This discussion has been archived. No new comments can be posted.

All Researchers To Be Allocated Unique IDs

Comments Filter:
  • by girlintraining ( 1395911 ) on Wednesday May 30, 2012 @12:24PM (#40156399)

    Hmm. A new program to uniquely track and identify scientists springs up in the middle of an all out war between science and the idiocracy. Totally coincidental. *adjusts tin foil hat*

    • I hear they also get these spiffy armbands they can^H^H^H are required to wear.
    • There has always been a war between science and the idiocracy. It's just usually previously we attached a different prefix to "-cracy".
    • by eldavojohn ( 898314 ) * <eldavojohn@noSpAM.gmail.com> on Wednesday May 30, 2012 @12:28PM (#40156473) Journal

      Hmm. A new program to uniquely track and identify scientists springs up in the middle of an all out war between science and the idiocracy. Totally coincidental. *adjusts tin foil hat*

      No need to adjust your tinfoil hat. I read this article and thought "Oh, great, now Virginia's Attorney General can conduct more accurate witch hunts [slashdot.org]." (he was unable to properly identify over 30 scientists and researchers)

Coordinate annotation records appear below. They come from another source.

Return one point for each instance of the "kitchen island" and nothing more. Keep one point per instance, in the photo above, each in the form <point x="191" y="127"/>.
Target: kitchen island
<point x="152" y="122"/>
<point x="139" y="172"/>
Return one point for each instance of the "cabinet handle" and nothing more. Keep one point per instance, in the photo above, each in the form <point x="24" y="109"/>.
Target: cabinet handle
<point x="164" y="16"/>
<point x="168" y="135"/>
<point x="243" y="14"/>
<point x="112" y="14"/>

    • Alex Jones, is that you?

      Is Y. Wang the inventor of Wang computers? I hear women in offices love their Wangs.

      Why not solve this problem by just using the full name?
      Oh well. (shrug)

      • Nope, that was An Wang [invent.org]
      • by LostOne ( 51301 )

        Full names are not necessarily unique either.

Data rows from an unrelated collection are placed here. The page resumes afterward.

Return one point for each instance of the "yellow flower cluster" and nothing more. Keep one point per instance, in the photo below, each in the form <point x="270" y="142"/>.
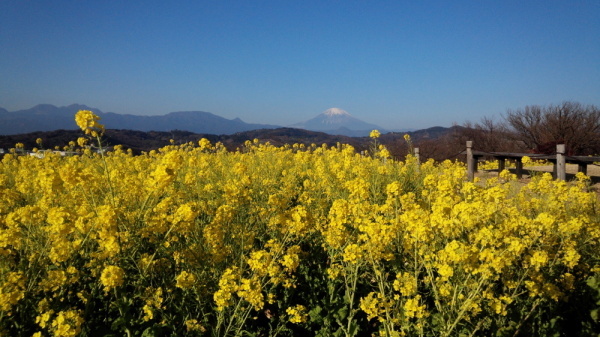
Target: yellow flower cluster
<point x="215" y="242"/>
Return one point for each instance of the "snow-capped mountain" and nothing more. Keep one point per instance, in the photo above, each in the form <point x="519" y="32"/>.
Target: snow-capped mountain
<point x="336" y="121"/>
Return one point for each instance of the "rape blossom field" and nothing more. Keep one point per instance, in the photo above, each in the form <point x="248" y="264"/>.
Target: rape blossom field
<point x="194" y="240"/>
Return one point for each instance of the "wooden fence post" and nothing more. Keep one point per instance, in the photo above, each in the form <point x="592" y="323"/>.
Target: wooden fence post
<point x="470" y="161"/>
<point x="561" y="167"/>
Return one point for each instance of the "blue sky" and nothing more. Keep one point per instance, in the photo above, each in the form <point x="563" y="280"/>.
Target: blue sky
<point x="397" y="64"/>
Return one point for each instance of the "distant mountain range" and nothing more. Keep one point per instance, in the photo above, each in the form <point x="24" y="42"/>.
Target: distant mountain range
<point x="46" y="117"/>
<point x="146" y="141"/>
<point x="336" y="121"/>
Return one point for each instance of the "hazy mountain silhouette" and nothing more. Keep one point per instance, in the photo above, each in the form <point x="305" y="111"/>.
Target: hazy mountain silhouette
<point x="47" y="117"/>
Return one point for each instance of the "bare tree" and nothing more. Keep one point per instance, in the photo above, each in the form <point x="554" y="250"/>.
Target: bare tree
<point x="571" y="123"/>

        • by jc42 ( 318812 )

          Full names are not necessarily unique either.

          Indeed. A few years ago, I ran across a US Census Bureau web page that gave the number of people with specific first or last names, and an estimate (likely from multiplying the fractions) of the number of people in the US with a given first+last name. It said that there are about 1800 people in the US with the same name as me, and my family name isn't even Smith or Jones or any of the other top 100.

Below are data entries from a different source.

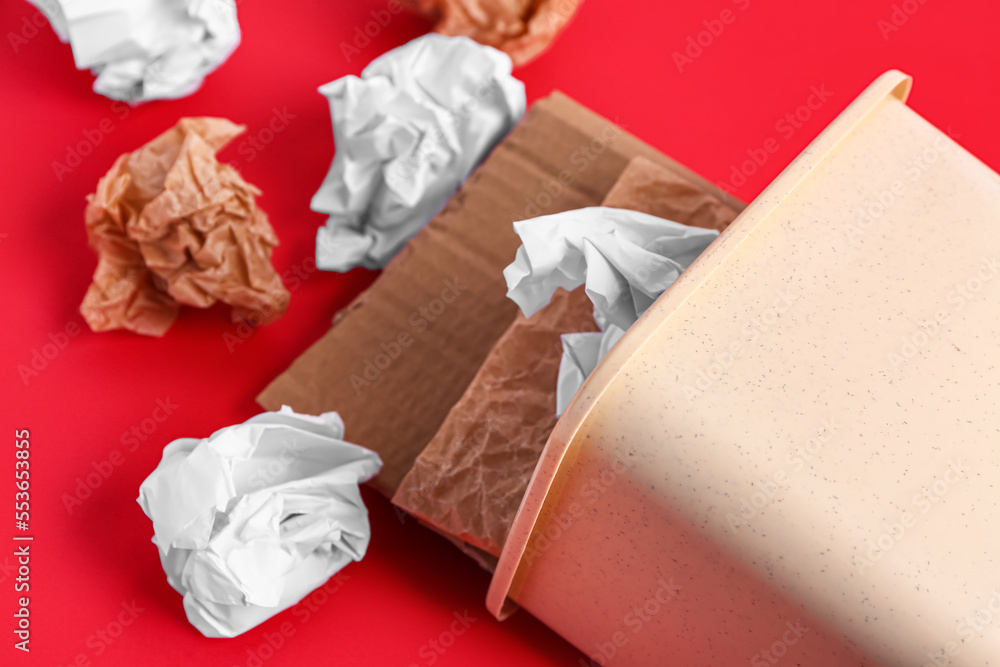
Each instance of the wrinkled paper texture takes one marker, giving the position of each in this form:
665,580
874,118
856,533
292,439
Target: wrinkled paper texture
146,49
520,28
408,132
469,480
173,225
253,518
626,259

          Through the years, I've seen a number of bibliographies that list things that I've written, intermixed wi

        • by rgmoore ( 133276 )

          Full names are not necessarily unique either.

          Or constant, for that matter. Even in academia, some people (mostly women) still change their names when they marry, which can add to the confusion. Imagine tracking all the papers by Mary Jane Smith nee Jones. Having a unique personal ID would solve the changing name problem as well as the non-unique name problem.

          • by dtmos ( 447842 ) * on Wednesday May 30, 2012 @03:00PM (#40158543)

            . . .some people (mostly women) still change their names. . .

            . . .not to mention the difficulties faced by, e.g., Lynn Conway [wikipedia.org]. Being able to generate a new identity for oneself can have advantages [umich.edu].

            Lynn was fired, and forced to leave the field of computer science/engineering after telling her bosses at IBM that she was to undergo sex reassignment surgery in 1968. She could re-enter the field only because she could create a new identity (this time as a woman), starting a new career all over again at the bottom of the ladder.

            Who is this person, you may ask? As a man, in the 1960s, she invented processor multiple-issue out-of-order dynamic instruction scheduling. After her transition? Oh, nothing . . . only co-authoring (with Carver Mead [wikipedia.org]) Introduction to VLSI Systems which, by promoting the use of standard cells, automated design tools, and silicon foundry services (e.g., MOSIS [wikipedia.org]), revolutionized the field of digital integrated circuits. Virtually every digital chip today is designed in this way; and there are many in the field who cannot conceive of any other way to do design ("Wasn't it always done this way?").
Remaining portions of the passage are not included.